Review Form

Paper Summary

Describe what this paper is about. This should help action editors and area chairs to understand the topic of the work and highlight any possible misunderstandings.

Summary of Strengths

What are the major reasons to publish this paper at a selective *ACL venue? These could include novel and useful methodology, insightful empirical results or theoretical analysis, clear organization of related literature, or any other reason why interested readers of *ACL papers may find the paper useful.

Summary of Weaknesses

What are the concerns that you have about the paper that would cause you to favor prioritizing other high-quality papers that are also under consideration for publication? These could include concerns about correctness of the results or argumentation, limited perceived impact of the methods or findings (note that impact can be significant both in broad or in narrow sub-fields), lack of clarity in exposition, or any other reason why interested readers of *ACL papers may gain less from this paper than they would from other papers under consideration. Where possible, please number your concerns so authors may respond to them individually.
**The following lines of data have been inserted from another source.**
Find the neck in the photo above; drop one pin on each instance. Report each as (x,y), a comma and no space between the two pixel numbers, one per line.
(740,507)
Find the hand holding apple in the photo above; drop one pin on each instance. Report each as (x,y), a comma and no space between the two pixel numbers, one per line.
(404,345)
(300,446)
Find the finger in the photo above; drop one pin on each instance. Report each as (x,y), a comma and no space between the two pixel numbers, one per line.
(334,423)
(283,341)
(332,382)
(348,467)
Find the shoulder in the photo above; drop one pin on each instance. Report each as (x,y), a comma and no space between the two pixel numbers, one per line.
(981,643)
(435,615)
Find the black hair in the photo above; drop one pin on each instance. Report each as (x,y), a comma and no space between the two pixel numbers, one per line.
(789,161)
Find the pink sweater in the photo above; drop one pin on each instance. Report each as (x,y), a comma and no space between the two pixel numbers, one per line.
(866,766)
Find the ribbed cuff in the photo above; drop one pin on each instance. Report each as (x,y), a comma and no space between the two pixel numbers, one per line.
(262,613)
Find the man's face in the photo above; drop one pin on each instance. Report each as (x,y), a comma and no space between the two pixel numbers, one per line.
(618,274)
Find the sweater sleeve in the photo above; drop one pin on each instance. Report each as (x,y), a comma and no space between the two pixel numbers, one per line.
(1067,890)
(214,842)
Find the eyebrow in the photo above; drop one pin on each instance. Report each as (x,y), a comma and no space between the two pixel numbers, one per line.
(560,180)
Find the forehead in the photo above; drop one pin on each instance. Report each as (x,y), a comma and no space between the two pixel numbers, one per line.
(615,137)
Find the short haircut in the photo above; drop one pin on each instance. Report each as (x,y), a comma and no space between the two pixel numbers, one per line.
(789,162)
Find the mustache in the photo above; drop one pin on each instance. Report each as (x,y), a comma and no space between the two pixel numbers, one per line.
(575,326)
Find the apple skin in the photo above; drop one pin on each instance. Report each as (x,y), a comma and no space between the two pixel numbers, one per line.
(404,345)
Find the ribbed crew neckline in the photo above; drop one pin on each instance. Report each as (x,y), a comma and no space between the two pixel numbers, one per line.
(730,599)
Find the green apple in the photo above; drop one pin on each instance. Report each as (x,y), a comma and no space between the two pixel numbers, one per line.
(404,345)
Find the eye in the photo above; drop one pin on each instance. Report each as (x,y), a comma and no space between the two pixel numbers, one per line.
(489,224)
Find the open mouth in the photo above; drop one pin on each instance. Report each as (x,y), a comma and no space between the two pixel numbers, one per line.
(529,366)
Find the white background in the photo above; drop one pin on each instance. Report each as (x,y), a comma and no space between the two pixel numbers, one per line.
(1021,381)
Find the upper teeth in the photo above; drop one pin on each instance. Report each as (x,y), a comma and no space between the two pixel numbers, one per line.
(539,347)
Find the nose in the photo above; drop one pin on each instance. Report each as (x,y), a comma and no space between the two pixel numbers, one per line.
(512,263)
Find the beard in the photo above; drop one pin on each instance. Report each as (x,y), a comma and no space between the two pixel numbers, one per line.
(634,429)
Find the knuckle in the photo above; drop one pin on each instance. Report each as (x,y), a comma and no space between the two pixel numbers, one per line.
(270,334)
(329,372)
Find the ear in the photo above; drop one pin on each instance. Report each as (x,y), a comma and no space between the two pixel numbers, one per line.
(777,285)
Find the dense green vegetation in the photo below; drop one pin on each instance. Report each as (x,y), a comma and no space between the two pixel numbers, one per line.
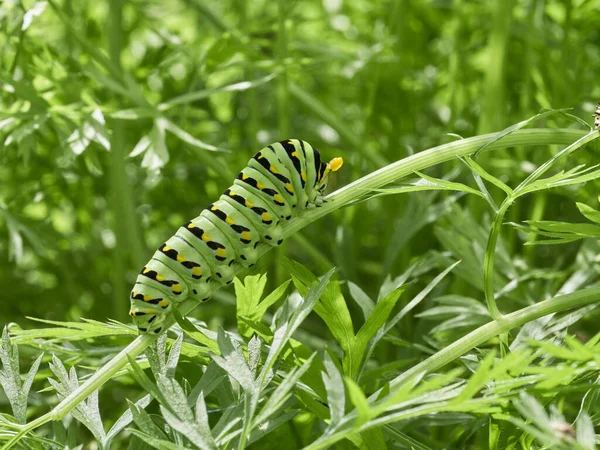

Comments/Suggestions/Typos

If you have any comments to the authors about how they may improve their paper, other than addressing the concerns above, please list them here.

Reviewer Confidence

5 = Positive that my evaluation is correct. I read the paper very carefully and am familiar with related work.
4 = Quite sure. I tried to check the important points carefully. It’s unlikely, though conceivable, that I missed something that should affect my ratings.
3 = Pretty sure, but there’s a chance I missed something. Although I have a good feel for this area in general, I did not carefully check the paper’s details, e.g., the math or experimental design.
2 = Willing to defend my evaluation, but it is fairly likely that I missed some details, didn’t understand some central points, or can’t be sure about the novelty of the work.
1 = Not my area, or paper is very hard to understand. My evaluation is just an educated guess.

Soundness

Given that this is a short/long paper, is it sufficiently sound and thorough? Does it clearly state scientific claims and provide adequate support for them? For experimental papers: consider the depth and/or breadth of the research questions investigated, technical soundness of experiments, methodological validity of evaluation. For position papers, surveys: consider whether the current state of the field is adequately represented and main counter-arguments acknowledged. For resource papers: consider the data collection methodology, resulting data & the difference from existing resources are described in sufficient detail.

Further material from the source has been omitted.